Identification of Genetic Variants Associated with Pravastatin and Pitavastatin Pharmacokinetics.

Abstract

A clinical trial was carried out to investigate the pharmacogenetics of single-dose pravastatin and pitavastatin pharmacokinetics in 173 and 164 healthy participants. Additionally, 96 participants were included from previous pharmacogenetic studies with pravastatin. In a genome-wide meta-analysis of pravastatin including all 269 participants, SLCO1B1 c.521T>C (rs4149056) was associated with increased AUC_0-∞ (P = 9.8 × 10^-12).
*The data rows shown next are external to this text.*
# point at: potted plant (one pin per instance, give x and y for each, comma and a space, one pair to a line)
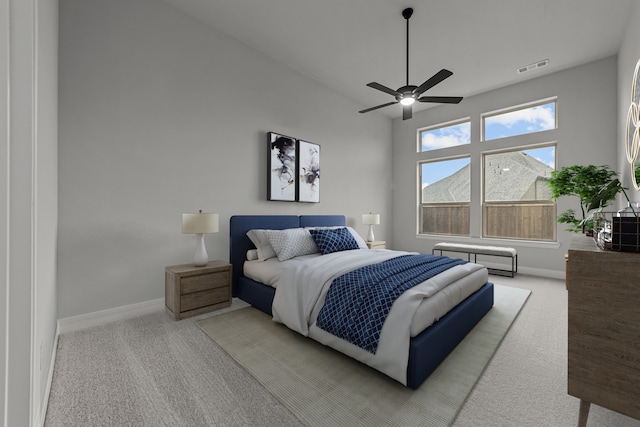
595, 186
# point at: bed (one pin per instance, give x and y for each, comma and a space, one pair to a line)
426, 349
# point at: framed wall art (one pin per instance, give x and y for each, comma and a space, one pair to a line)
282, 177
308, 157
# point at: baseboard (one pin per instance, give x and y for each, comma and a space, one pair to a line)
47, 392
102, 317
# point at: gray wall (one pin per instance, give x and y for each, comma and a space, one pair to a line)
159, 115
587, 131
28, 207
627, 58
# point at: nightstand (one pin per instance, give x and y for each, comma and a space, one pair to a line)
191, 290
377, 244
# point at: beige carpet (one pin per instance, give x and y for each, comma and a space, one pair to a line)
323, 387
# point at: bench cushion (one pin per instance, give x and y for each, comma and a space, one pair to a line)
477, 249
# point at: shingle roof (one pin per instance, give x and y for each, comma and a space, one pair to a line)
509, 176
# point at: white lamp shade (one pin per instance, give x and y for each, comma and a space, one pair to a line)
371, 219
199, 223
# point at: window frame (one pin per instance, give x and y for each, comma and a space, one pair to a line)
506, 110
486, 204
422, 205
450, 123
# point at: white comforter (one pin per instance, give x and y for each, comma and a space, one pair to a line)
302, 288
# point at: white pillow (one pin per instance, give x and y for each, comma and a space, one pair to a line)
361, 243
259, 238
252, 254
291, 243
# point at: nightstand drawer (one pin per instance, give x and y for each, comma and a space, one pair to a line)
204, 298
192, 290
203, 282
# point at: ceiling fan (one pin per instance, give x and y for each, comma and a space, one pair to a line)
407, 95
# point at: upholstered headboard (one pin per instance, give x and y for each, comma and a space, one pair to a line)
239, 243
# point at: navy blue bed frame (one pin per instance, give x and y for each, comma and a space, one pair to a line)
426, 350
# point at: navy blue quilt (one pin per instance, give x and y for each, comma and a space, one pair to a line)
358, 302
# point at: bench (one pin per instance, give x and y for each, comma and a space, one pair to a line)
482, 250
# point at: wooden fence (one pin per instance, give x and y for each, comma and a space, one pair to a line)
514, 220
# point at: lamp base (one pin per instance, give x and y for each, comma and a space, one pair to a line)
200, 258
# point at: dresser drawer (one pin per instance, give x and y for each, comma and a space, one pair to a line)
204, 298
203, 282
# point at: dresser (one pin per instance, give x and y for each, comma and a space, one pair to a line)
604, 328
191, 290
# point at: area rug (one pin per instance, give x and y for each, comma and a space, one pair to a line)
325, 388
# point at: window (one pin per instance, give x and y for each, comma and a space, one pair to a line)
500, 174
517, 200
520, 120
445, 135
445, 196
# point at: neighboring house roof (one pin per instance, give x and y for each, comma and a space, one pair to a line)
510, 176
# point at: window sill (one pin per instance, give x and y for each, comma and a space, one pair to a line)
489, 241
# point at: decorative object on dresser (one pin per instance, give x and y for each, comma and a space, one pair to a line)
189, 290
200, 224
370, 220
603, 329
308, 164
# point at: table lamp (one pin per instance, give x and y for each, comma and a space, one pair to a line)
200, 224
370, 220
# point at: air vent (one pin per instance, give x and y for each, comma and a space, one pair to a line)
533, 66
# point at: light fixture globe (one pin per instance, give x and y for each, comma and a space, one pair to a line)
407, 101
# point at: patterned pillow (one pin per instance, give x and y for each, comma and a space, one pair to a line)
354, 233
334, 240
291, 243
260, 240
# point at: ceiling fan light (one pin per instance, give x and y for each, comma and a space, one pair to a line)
407, 101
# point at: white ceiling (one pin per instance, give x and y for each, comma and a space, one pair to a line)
346, 44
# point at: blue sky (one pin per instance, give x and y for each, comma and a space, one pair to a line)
519, 122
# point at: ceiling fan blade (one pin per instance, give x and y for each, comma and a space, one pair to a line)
407, 112
383, 88
378, 106
441, 99
434, 80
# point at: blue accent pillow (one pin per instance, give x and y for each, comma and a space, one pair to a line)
331, 240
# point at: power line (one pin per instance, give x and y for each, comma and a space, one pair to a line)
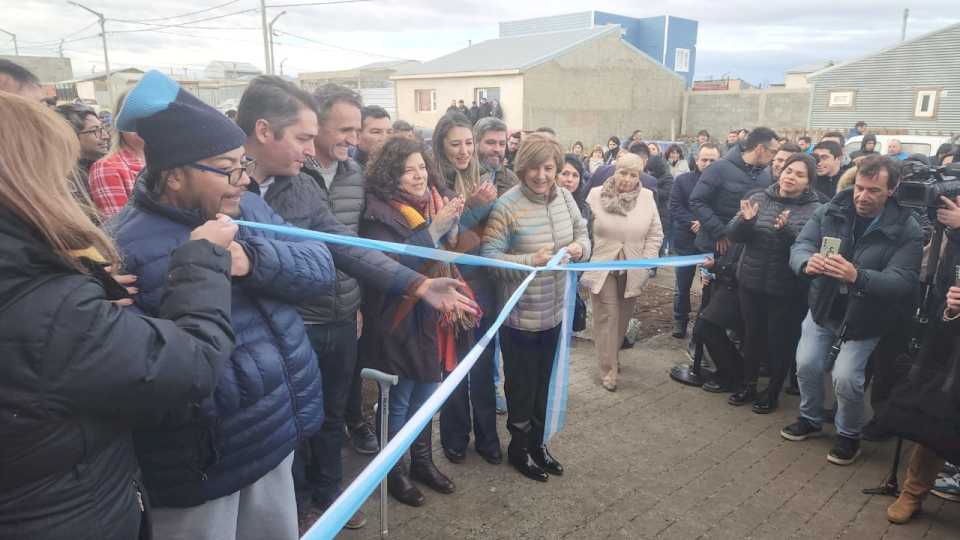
184, 24
357, 51
180, 16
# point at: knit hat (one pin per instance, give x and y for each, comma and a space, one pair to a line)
177, 128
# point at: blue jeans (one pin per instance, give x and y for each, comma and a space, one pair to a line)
336, 347
681, 292
405, 400
848, 377
475, 394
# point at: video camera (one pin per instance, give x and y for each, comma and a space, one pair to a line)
923, 185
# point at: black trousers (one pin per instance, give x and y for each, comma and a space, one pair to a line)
475, 394
722, 351
771, 331
527, 365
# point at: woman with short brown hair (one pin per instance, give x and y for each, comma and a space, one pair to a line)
528, 225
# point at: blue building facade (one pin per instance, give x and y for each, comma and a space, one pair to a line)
671, 41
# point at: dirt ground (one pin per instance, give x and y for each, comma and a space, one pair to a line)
654, 317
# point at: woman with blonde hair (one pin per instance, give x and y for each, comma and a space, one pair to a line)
528, 225
80, 370
626, 225
112, 177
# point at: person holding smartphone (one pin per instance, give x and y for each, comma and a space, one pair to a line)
852, 296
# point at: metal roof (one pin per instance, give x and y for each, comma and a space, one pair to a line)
904, 44
517, 53
810, 68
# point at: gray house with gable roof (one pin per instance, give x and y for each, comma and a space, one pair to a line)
586, 84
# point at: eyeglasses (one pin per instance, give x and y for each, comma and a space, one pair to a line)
100, 131
233, 175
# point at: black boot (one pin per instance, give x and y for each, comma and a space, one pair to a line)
747, 394
541, 456
767, 402
422, 467
401, 488
518, 453
679, 329
538, 451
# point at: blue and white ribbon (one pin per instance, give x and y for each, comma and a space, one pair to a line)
353, 497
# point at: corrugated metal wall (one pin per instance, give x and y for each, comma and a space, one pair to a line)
886, 84
556, 23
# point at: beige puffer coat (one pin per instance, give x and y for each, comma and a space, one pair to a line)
520, 224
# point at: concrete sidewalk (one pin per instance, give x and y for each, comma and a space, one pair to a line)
657, 459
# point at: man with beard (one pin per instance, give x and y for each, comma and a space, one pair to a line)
374, 130
829, 156
491, 136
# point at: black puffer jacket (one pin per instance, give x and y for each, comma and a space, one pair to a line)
765, 264
77, 372
716, 198
305, 201
887, 258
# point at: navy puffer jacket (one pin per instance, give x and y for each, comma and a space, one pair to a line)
269, 395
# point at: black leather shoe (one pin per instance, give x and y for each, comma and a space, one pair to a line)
455, 456
765, 405
428, 473
494, 458
402, 489
541, 456
716, 387
527, 467
744, 396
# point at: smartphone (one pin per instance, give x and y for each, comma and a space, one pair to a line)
830, 246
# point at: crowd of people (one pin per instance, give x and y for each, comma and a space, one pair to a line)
173, 374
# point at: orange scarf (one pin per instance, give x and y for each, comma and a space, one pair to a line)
449, 325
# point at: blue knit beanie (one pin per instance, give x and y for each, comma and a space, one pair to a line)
176, 127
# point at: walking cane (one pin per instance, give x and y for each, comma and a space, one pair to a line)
384, 381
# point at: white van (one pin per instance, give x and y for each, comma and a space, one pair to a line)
911, 144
Similarly, SLCO1B1 c.521T>C was genome-wide significantly associated with increased AUC_0-∞ of pitavastatin (P = 9.7 × 10^-15). Candidate gene analyses suggested that participants with increased function SLCO1B1 variants had decreased pravastatin exposure. Furthermore, decreased function CYP2C9 variants may increase pitavastatin and pitavastatin lactone exposure. Compared to participants with normal function SLCO1B1 genotype, the AUC_0-∞ of pravastatin was 140% (90% confidence interval: 86-210%; P = 4.7 × 10^-8) and 37% (20-56%; P = 1.1 × 10^-4) greater in participants with poor and decreased function SLCO1B1 genotype, respectively, while participants with highly increased function SLCO1B1 genotype had a 60% (39-75%; P = 6.0 × 10^-4) lower AUC_0-∞. The AUC_0-∞ of pitavastatin was 153% (100-222%; P = 1.6 × 10^-9) and 35% (8-69%; P = 0.027) greater in participants with poor and decreased function SLCO1B1 genotype, respectively, than in those with normal function SLCO1B1 genotype. Participants with intermediate metabolizer CYP2C9 genotype had 18% (3-34%; P = 0.046) greater AUC_0-∞ of pitavastatin than those with normal metabolizer CYP2C9 genotype. This study demonstrates the important role of SLCO1B1 in pravastatin and pitavastatin pharmacokinetics and suggests that CYP2C9 variants also affect the pharmacokinetics of pitavastatin.